Adeptes du décalage, GN ajoute quand même à la fin une sorte du morceau dansant, qui met fin brutalement au climat lourd et sordide qui a précédé. C’ est comme ça avec eux. Le second degré fait partie du délire.
✎ Maxime Lachaud
Thomas Brinkmann A 1000 KEYS( Editions Mego)
Avec le nouvel album, A 1000 Keys, de Thomas Brinkmann, on est en droit de se poser la question si toute œuvre artistique, se doit d’ être analysée, décortiquée pour en percevoir son essence. De mon coté, la musique est avant tout une question de sensations, des effets qu’ elle peut me procurer à des moments de ma vie. Car si l’ oeuvre de Thomas Brinkmann peut avoir un côté conceptuel, il n’ en reste pas moins qu’ elle véhicule son lot d’ émotions. Avec ce nouvel album, il détourne le piano, instrument le plus souvent associé au terme de virtuosité, pour en proposer une vision minimaliste, mécanique et parfois brutale. Construit autour de loops et de notes frappées, A 1000 Keys ne nous laisse pas de marbre, de par cette manière d’ agencer les notes et de bâtir des morceaux rythmiques aux mélodies squelettiques, dépouillées de toute forme d’ humanité, comme si les machines s’ étaient mises à bugger. Variant les modes de jeu, il en arrive à mettre l’ auditeur presque mal à l’ aise, de par son parti pris extrémiste, déjouant pourtant les pièges qu’ une telle œuvre pourrait susciter, extrayant des mélodies d’ un chaos algorithmique où rien ne semble posé au hasard.
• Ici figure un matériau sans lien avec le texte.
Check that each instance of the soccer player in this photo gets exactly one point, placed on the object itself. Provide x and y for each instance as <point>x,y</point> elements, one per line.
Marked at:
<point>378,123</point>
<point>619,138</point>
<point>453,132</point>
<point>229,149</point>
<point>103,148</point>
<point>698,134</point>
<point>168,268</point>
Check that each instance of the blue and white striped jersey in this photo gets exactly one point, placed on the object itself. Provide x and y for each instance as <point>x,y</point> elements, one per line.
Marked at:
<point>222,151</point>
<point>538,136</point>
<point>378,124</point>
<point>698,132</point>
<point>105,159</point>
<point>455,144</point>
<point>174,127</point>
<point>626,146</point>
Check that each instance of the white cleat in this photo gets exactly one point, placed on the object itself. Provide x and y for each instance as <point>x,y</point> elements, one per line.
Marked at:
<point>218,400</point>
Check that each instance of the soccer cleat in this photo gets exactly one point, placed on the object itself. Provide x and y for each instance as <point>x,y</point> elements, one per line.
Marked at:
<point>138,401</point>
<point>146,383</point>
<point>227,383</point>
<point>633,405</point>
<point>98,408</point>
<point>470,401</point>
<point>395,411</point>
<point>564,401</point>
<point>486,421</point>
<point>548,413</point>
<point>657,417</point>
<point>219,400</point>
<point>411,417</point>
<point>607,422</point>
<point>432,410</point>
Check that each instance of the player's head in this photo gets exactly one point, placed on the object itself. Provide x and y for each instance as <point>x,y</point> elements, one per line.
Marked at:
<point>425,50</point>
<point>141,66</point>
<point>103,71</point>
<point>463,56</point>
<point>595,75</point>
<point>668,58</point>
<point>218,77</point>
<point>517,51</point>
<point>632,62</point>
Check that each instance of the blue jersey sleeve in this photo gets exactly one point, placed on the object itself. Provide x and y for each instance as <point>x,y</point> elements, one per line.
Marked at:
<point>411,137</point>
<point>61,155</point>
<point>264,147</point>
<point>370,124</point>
Thomas Brinkmann joue à nous bousculer, à nous déstabiliser, à repousser nos limites d’ auditeur, écorchant notre patience à écouter jusqu’ au bout. L’ artiste offre une œuvre presque Dada de par sa dérision sérieuse et sa jubilation expérimentale à ébranler nos certitudes et nos questionnements. A 1000 Keys s’ acharne dans sa radicalité à changer nos modes de percevoir et d’ appréhender les instruments et leurs connotations intrinsèques, multipliant les pistes d’ écoutes, projetant chaque note dans un chaudron en ébullition duquel naît une musique prise entre musique concrète et expérimentalisme jusqu’ au boutiste, pendants stylistiques à La Monte Young versus Steve Reich.
✎ Roland Torres I www. silenceandsound. me
DEAR DEER oh my...( Manic Depression / Swiss Dark Nights)
Leur concert au Klub en septembre 2015, alors que le projet était tout frais, fut une grosse claque et le duo une révélation. Du coup, c’ est avec pas mal d’ impatience que j’ attendais ce premier album de la rencontre entre Federico Iovino( Popoï Sdioh) et Sabatel( Cheshire Cat). Ayant digéré incroyablement bien les influences post-punk, batcave, no wave et industrielles, ils produisent un son urgent, dansant, énergique, qui doit beaucoup aux atmosphères rêches et tendues de Chrome(« TVD ») et aux délires du premier album de Colin Newman- ils reprennent d’ ailleurs « Troisième » sur scène, issu de ce A-Z. Les voix, quant à elles, pourraient s’ apparenter à une rencontre entre Andi Sex Gang et la Lydia Lunch des débuts. Mais attention, leur musique est loin d’ être vieillotte, loin s’ en faut. Les rythmiques électroniques en sont la base, sur lesquelles se greffent guitares, basse, synthés et bruitages, jusqu’ à atteindre une puissance répétitive et tribale. Écoutez plutôt les étourdissants « Statement » et « Dear Deer », la transe n’ est jamais loin. Il y a quelque chose d’ à la fois simple et dense, d’ épuré et de total dans leur musique. L’ album lui-même est riche de sonorités, pouvant intégrer des cuivres issus d’ un lointain folklore européen(« Clinical / Physical »), des chœurs ethniques(« Czekajnanas »), des touches plus pop et minimal synth(« Claudine in Berlin ») alors que les guitares semblent faire le pont entre l’ after-punk islandais de Kukl et le deathrock californien de Mephisto Walz. La relève d’ un rock qui donne la bougeotte viendrait-elle de Lille? Courez les voir en live pour en avoir le cœur net.